The Twist is an uncomfortable sort of a move, but it isn't at all complicated. You just need to try to find something that will make people talk about some new topic that isn't your own abject failures. If you're low on morals as well as imagination, you will start trying to pick on a minority. Or perhaps you will invent a foreign enemy to attack, if you're in a Imperial sort of a country. If nothing else is working you may have to just make up mad stuff about an imaginary version of your own electorate and then loudly point and shout about the mannikin you've dressed up.
Take the UK Tory party. It is so far behind in the polls, against the architype of the inanimate carbon rod model of political opponent, that even its own MPs are feeling doomed.
And this is no mere temporary blip in public opinion. The UK Tory party has, since entering government in 2010, made so many choice choices, all of them bad, that it actually is difficult to even remember them all.
Obviously, Brexit, yes. But did you remember they had a PM who only lasted a little over a month and managed to kill the Queen while in her first week in office? She then moved on to increasing everyone in Britain's mortgage rates with sheer incompetence.
But wait, they also had the PM who was a compulsive liar and killed a load of people during covid, including nearly himself, before hosting a load of Covid parties in 10 Downing Street.
But those were the good old days, so now the Tories, led by their own inanimate carbon rod, are desperately trying to do the Twist.
Whether its sending migrants to Rwanda, or making the lives of trans people harder, or even not even trying to meet climate change targets they just want something that will bring them enough heat to distract everyone from the fact that they have made everyone's lives worse and their country is crumbling.
Let's Twist again
Now imagine you are either Fianna Fáil or Fine Gael. You are becalmed in the polls, sitting at the lowest level of support you have ever received in some cases. What do you need to do? You need to stop people from continuing from thinking about whatever it is they're thinking about (it's housing, by the way) and think of something- anything- else.
You need to do the Twist!
For Fianna Fáil, the patronage machine, that means you need to start demanding road spending over and above the National Development Plan's budget.
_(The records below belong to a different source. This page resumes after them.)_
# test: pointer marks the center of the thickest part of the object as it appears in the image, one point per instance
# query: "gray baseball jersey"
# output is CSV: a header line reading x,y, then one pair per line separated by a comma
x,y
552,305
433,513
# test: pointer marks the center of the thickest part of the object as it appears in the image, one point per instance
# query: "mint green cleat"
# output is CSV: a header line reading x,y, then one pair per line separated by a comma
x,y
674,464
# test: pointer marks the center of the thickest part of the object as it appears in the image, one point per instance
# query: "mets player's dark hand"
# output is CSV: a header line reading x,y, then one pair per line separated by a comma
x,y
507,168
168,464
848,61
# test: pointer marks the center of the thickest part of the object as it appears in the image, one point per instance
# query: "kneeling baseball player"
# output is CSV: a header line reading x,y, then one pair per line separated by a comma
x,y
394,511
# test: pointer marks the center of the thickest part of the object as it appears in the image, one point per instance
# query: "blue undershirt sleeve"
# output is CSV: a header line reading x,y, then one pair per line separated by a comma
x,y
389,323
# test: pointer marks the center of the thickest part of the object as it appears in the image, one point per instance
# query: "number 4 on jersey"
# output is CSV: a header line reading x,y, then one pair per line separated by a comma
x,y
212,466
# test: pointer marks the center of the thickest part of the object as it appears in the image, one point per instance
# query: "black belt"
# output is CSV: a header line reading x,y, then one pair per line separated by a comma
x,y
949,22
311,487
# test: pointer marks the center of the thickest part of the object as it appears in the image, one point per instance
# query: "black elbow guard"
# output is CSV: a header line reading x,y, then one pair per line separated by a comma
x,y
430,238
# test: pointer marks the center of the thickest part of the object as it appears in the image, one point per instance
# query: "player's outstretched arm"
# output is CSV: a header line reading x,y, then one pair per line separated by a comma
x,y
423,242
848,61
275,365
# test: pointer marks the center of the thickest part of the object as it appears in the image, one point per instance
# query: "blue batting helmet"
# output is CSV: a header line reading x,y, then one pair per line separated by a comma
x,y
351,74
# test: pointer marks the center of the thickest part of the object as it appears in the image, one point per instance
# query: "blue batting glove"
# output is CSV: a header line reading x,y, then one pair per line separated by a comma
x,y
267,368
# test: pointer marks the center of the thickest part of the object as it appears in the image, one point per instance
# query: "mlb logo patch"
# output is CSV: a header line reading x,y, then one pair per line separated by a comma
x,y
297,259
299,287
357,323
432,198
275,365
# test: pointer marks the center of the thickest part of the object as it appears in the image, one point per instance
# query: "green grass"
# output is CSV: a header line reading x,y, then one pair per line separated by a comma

For Fine Gael, that means you retreat to the basest of your base's base instincts- back to the days of "Welfare Cheats Cheat Us All".
Here's the Taoiseach, Leo Varadkar, expressing himself on the question of the honesty of people who are in receipt of social welfare payments.
Deputy Paul Murphy asked if I have seen "I, Daniel Blake"; I have. I saw it when I was Minister for Social Protection. It is a very good film, by the way, and I would recommend it to anyone. It is, of course, one-sided. All of the characters in the film, or at least all of the people in receipt of benefits in the film, are very genuine and honest people who need help and have done as much as they can for themselves. There are other programmes, like "Benefits Street" and so on which show a very different picture. Of course, as is always the case, the truth lies somewhere in between.
Why does the truth lie somewhere in between? Because, of course, everyone knows that is how you get to claim to stand in the centre. As a statement, it contains more multitudes than a Walt Whitman impersonator convention. But as a desperate effort to justify talking about (statistically negligible) dishonesty of people receving 'benefits', it is a Twist that Rishi Sunak would be proud of.
Take me by your little hand, and go like this
Of course, the biggest Twisters of the week were the US Republicans who responded to Donald Trump being found guilty of fraud by launching an impeachment investigation of President Joe Biden while simultaneously searching for a grounds to justify an impeachment.
At one stage they were left pleading with their own witness as to whether their rags, bones and hanks of hair which they'd thrown in front of him could be assembled into evidence of impeachable crimes.
Mr. Johnathan Turley, their star witness, said that, actually he thought the details they'd assembled “really do gravitate in favour of the president.”
He helpfully followed this up;
“I do not believe that the current evidence would support articles of impeachment"
Sometimes, the problem with doing the Twist is that you can end up back where you started.